Gérer la commune dans ces conditions, et surtout faire renter
les impôts est une tâche quasi insurmontable. Ca
semble être une explication suffisante pour que le curé
fasse une petit quelque chose pour ses deux cousins embarqués
dans une affaire qui, ne peut que leur apporter des ennuis.
Il nous reste peu de procès
verbaux d’élection de Rayssac après 1693. Il semble
que les problèmes vont recommencer après la crise de
1709. L’administration se plaint en 1715 de ne plus recevoir de
liste de candidats depuis plusieurs années pour les communes de
Rayssac, Montcouyoul et Arifat..
La perte des
délibérations municipales de Rayssac pour l’Ancien
régime nous empêche d’en savoir plus
Cette affaire est exceptionnelle, nous
avons consulté de très nombreux procès verbaux
d’élection, nous n’avons jamais vu d’autre
affaire de ce genre. On trouve parfois des personnes proposées au
consulat qui demandent, de manière justifiée, a
être exemptés car faisant partie de catégories non
éligibles mais ça se passe de manière
régulière.
Notes
1 Le mot élection signifie au
départ « choix », élire quelqu’un
c’est le choisir.
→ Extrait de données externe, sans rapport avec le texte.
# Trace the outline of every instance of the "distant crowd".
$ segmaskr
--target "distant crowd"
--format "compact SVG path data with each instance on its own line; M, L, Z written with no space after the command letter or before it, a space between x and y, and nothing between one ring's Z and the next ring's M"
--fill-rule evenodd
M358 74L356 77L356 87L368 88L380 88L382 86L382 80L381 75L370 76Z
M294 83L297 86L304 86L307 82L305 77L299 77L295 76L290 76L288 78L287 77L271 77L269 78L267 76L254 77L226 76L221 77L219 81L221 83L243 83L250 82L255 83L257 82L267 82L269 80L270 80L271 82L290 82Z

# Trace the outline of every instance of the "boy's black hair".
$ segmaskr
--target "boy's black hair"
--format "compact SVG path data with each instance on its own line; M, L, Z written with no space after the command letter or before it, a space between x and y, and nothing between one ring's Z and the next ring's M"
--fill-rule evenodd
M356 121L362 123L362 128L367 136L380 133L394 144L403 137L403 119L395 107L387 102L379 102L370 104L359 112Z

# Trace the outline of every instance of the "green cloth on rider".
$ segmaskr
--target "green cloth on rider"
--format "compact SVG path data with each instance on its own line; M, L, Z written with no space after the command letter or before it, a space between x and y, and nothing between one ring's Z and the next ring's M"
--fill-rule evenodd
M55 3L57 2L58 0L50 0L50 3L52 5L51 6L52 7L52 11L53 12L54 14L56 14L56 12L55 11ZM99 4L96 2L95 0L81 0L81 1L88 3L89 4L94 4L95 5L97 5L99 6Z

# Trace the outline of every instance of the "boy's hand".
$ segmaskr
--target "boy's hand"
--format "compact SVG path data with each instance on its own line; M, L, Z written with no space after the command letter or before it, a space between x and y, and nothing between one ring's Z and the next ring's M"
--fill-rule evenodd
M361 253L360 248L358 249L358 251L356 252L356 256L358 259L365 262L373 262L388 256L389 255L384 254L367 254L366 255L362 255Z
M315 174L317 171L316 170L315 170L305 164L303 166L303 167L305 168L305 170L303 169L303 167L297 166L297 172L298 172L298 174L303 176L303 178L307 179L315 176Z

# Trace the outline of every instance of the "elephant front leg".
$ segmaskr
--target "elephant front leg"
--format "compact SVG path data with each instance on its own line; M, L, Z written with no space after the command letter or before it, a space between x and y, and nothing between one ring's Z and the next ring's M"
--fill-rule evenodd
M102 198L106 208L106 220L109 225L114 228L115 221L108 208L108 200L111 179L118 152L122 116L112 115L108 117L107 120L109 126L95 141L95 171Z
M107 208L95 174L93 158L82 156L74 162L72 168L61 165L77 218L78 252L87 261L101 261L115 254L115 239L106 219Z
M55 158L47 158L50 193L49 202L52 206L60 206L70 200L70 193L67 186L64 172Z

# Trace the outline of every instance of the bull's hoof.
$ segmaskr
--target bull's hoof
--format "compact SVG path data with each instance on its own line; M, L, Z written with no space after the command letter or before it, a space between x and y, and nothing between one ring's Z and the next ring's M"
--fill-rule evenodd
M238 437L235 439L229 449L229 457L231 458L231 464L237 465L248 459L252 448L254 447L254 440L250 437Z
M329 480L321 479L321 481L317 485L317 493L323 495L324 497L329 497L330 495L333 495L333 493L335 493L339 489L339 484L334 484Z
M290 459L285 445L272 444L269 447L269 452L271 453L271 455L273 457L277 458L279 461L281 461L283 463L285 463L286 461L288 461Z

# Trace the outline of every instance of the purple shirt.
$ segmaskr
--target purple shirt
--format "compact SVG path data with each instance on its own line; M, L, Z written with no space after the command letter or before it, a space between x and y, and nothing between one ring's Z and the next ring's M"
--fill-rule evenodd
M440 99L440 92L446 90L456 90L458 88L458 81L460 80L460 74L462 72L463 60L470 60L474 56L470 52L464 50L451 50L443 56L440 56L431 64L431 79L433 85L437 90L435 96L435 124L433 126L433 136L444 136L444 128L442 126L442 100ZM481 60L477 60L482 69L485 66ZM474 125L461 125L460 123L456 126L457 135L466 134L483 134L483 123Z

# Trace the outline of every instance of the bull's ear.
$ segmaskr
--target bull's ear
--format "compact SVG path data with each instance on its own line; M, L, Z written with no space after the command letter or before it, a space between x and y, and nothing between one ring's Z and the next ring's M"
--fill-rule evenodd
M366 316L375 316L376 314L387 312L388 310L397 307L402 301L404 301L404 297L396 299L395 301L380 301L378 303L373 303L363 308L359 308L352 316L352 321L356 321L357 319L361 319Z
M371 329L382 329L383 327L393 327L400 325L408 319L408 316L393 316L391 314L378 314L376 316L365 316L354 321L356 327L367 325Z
C’est ainsi qu’il faut prendre le
mot
élection dans les textes de l’époque.
2 Cette histoire nous est connue par deux documents :
La protestation de Pierre Combes du 25 avril 1698 devant le notaire Enjalbert. (cote 1J/72 dossier
Combes) Cet
acte n’a pas été inséré dans les
registres du notaire, il est conservé en feuille volante dans un
important fonds d’archive
privé versé il y a une centaine d’années aux
Archives départementales.
Le dossier des élections 1698 de Rayssac contenu dans la liasse B 120 des archives de la
sénéchaussée de Castres. Mais ce dossier ne contient que deux ordonnances des 21 et 29 avril
1698 condamnant Pierre Combes à une amende.